The record further reflects that Cimarron County Sheriff Bob White testified that he had occasion to have a conversation with the defendant Tommy Nolen Batie after the defendant was arrested and advised of his rights, and that at that time the defendant made certain statements concerning the incident in question. (PH 25) The record reflects that the defense counsel objected to the State's offer of any evidence to show any purported admission by defendant Tommy Nolen Batie and that defense counsel sought to have a hearing to test the admissibility of the purported admissions by defendant Tommy Nolen Batie. The record reflects the court held the objection in abeyance and allowed the testimony of Sheriff White, which in effect was that defendant Tommy Nolen Batie admitted going to the residence of Vazquez with an intent to commit a robbery and that after entry was gained Vazquez was beaten severely but was able to escape. At the conclusion of the preliminary hearing, both defendants were bound over for trial.
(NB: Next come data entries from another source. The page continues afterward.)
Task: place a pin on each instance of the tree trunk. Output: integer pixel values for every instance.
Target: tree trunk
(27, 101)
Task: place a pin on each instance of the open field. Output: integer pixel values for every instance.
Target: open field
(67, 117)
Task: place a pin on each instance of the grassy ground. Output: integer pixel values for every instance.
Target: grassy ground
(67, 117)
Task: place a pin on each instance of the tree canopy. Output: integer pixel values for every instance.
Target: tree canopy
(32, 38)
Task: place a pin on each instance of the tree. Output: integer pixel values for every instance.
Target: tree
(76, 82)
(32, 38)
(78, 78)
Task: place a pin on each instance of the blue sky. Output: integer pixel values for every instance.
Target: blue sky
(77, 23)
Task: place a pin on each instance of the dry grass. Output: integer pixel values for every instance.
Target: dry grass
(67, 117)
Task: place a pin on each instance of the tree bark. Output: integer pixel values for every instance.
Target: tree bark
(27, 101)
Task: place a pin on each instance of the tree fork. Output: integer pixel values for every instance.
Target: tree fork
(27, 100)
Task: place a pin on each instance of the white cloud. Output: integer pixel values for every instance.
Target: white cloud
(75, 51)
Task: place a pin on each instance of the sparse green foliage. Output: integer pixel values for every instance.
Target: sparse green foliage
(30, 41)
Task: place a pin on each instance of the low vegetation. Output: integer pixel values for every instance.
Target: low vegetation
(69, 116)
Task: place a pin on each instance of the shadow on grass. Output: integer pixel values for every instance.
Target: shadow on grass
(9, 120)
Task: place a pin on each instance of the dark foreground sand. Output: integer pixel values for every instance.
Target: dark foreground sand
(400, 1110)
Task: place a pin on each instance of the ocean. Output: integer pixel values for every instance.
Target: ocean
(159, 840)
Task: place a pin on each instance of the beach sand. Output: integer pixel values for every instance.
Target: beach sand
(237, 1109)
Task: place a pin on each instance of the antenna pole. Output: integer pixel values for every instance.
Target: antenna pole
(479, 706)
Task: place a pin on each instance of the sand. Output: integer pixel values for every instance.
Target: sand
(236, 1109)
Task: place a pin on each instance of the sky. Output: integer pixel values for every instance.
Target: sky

¶20 The defendants, on the day of arraignment, filed a motion to sever and a motion to dismiss with the substance of defendant Tommy Nolen Batie's motion being that absent the evidence of the illegally obtained confession, the evidence at the preliminary hearing was insufficient to connect him with the crime and, thus, he should not have been bound over for trial.

¶21 The record of the preliminary hearing is totally devoid of testimony of any facts within the personal knowledge of [545 P.2d 803] the police which would give rise to probable cause for them to believe that Tommy Nolen Batie committed the felony in question and show some exigent circumstances to necessitate a warrantless entry into defendant Tommy Nolen Batie's home to arrest him. See, Coolidge v. New Hampshire, 403 U.S. 443, 91 S. Ct. 2022, 29 L. Ed. 2d 564 (1971). After a careful consideration of the facts binding upon us, the record is insufficient to establish the legality of the arrest of defendant Tommy Nolen Batie. Therefore, the admissibility of testimony at the preliminary hearing concerning this defendant's confession must be examined in light of the principles enunciated by the Supreme Court in Wong Sun v. United States, 371 U.S. 471, 83 S. Ct. 407, 9 L. Ed. 2d 441 (1963).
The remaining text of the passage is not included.